The present invention relates generally to a circuit breaker. More specifically the present invention relates to an arc fault circuit breaker.
Arc fault circuit breakers are well known. These breakers comprise contacts that open upon sensing arcing from line to ground, and/or from line to neutral. Arc fault circuit breakers typically use a differential transformer to measure arcing from line to ground. Detecting arcing from line to neutral is accomplished by detecting rapid changes in load current by measuring voltage drop across a relatively constant resistance, usually a bi-metal resistor.
Components of arc fault circuit breakers are generally assembled into separate compartments as defined by their function. More specifically, mechanical components, e.g., load current carrying and switching components, of each pole are assembled into mechanical compartments, while the current sensing components are assembled into an electronics compartment. In order to connect the compartments, the load current of each pole must be routed from the mechanical compartments into the electronics compartment, through appropriate current sensing devices, and back into the mechanical compartments. Additionally sensing lines, e.g., from the bi-metal resistors, must also be routed from the mechanical compartments into the electronics compartment. Because these circuit breakers sense arc faults, which are essentially short circuits, the connections of the load current carrying components throughout the circuit breaker must be capable of withstanding enormously high surge currents, sometimes in excess of 10,000 amps. The stresses caused by these extremely large surge currents can blow a connection apart that is not manufactured to proper quality standards.
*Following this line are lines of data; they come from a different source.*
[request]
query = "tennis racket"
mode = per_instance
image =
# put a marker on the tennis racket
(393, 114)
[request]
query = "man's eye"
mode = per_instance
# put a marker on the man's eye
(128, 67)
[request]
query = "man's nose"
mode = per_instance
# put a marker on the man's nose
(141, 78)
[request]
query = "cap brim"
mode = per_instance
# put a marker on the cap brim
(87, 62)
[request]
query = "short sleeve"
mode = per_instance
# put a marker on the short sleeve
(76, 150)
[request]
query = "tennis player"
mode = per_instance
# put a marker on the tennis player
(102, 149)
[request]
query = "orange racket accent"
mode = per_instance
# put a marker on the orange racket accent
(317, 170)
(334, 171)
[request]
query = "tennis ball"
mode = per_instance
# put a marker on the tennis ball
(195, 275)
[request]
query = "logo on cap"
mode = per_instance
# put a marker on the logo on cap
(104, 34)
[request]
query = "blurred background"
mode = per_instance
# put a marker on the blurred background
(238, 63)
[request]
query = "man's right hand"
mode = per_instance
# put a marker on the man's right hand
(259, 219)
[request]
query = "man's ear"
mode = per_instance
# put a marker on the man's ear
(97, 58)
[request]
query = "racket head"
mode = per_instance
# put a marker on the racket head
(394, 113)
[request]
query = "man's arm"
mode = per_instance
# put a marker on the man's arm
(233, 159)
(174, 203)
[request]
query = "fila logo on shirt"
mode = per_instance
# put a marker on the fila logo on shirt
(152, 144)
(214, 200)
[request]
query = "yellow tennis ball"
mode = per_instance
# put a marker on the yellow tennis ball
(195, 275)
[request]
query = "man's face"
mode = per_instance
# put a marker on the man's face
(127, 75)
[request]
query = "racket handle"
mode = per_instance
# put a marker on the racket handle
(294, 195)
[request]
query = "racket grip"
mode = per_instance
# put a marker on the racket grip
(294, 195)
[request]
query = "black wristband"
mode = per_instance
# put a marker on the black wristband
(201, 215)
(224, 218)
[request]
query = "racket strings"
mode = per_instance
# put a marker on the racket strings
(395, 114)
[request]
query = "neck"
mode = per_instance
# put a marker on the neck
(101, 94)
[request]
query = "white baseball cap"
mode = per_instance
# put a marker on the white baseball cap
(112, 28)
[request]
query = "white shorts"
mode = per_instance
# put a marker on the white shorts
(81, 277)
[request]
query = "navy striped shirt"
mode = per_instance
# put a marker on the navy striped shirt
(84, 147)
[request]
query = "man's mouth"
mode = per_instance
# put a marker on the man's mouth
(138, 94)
This means that during the assemble process, high quality connections, e.g., welds, bolts, or crimps, must be carefully made and inspected in order to survive the extremely high surge currents, and must be completed at a rate that meets the production schedule.
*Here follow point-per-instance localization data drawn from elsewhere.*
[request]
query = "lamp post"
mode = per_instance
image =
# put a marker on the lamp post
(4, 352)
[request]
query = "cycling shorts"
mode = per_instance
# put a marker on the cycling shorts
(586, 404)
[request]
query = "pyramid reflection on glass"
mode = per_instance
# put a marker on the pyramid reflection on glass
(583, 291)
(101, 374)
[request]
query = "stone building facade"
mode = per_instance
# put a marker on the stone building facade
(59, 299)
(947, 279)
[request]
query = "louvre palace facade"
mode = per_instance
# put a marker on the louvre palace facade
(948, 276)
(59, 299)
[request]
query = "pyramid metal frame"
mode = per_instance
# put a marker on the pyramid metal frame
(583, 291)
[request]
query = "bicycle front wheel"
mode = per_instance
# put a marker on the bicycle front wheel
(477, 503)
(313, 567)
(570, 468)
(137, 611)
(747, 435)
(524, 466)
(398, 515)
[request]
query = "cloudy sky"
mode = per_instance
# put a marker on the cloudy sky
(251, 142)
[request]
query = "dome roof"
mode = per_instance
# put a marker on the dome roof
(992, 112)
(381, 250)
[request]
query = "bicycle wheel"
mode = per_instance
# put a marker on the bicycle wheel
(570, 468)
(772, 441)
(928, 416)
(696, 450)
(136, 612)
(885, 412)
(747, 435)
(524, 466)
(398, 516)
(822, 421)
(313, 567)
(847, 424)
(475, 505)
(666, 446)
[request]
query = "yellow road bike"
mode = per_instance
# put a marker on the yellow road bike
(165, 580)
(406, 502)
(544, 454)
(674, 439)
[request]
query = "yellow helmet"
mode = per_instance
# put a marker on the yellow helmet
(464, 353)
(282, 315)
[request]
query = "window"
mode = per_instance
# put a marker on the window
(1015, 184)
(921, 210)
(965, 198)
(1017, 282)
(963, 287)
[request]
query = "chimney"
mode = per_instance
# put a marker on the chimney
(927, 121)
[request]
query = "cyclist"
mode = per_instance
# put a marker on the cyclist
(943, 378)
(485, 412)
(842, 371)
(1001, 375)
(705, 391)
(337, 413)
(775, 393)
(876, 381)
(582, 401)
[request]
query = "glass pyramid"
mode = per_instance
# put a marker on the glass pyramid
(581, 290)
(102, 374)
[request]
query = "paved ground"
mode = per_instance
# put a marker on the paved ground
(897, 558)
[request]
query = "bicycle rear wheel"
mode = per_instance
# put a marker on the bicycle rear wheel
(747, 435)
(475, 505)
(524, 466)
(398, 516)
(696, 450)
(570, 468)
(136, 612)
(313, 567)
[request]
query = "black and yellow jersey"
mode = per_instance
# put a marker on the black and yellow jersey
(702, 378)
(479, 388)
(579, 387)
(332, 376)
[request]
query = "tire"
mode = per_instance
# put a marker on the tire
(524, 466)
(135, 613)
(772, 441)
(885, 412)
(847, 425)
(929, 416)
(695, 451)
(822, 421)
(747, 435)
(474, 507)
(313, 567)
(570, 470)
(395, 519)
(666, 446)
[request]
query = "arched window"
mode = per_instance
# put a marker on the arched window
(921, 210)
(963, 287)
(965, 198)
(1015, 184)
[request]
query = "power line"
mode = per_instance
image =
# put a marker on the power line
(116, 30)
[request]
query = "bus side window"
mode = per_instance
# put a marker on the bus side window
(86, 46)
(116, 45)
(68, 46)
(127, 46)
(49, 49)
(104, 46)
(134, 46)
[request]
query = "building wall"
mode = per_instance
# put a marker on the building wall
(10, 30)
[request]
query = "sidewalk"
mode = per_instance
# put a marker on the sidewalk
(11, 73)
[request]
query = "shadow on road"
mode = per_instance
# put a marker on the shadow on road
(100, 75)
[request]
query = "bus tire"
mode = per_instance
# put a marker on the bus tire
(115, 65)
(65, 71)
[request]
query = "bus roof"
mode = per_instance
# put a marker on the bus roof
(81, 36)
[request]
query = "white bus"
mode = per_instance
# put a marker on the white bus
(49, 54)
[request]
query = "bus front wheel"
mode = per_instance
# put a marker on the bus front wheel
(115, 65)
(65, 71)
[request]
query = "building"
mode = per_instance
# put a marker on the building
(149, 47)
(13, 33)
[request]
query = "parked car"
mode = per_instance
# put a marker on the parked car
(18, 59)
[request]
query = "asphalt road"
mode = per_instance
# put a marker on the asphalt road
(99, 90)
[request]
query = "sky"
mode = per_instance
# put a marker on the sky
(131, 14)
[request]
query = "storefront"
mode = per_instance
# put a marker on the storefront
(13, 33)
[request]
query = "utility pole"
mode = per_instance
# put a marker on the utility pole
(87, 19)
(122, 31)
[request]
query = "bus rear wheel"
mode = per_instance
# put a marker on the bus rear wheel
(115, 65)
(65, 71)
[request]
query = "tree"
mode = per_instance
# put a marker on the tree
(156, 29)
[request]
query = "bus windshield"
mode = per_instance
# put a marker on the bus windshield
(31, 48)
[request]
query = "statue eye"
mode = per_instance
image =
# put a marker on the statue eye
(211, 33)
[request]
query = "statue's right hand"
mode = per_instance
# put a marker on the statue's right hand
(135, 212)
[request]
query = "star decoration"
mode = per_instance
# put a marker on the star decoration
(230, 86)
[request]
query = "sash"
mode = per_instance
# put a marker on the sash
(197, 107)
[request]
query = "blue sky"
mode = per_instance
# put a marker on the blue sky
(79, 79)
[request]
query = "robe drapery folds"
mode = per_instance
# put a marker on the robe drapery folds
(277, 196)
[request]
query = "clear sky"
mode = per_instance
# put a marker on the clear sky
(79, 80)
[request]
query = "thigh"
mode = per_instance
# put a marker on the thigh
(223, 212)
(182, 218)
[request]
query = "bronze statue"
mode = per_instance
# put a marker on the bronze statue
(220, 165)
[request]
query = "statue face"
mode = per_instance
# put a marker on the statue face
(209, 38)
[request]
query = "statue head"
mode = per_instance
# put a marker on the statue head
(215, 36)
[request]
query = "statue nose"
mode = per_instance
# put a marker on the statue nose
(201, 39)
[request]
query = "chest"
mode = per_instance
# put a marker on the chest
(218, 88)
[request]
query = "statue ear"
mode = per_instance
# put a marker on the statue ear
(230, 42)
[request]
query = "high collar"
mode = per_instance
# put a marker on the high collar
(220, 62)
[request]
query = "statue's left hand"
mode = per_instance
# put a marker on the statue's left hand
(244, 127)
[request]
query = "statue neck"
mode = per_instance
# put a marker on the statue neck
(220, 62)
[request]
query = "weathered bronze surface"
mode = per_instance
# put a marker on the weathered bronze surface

The electronics compartment typically includes a solenoid having a plunger shaft with a right-angle plunger arm attached at one end thereof. During assembly of the circuit breaker, the plunger arm must drop into a slot in the mechanical compartment for activating a trip mechanism during operation. It will be appreciated that since the plunger shaft is cylindrical, both the plunger shaft and the plunger arm attached to it easily rotate. When the electronics compartment is mated with the mechanical compartment, the plunger arm has been known to rotate in such a manner that it wedges between the two compartments.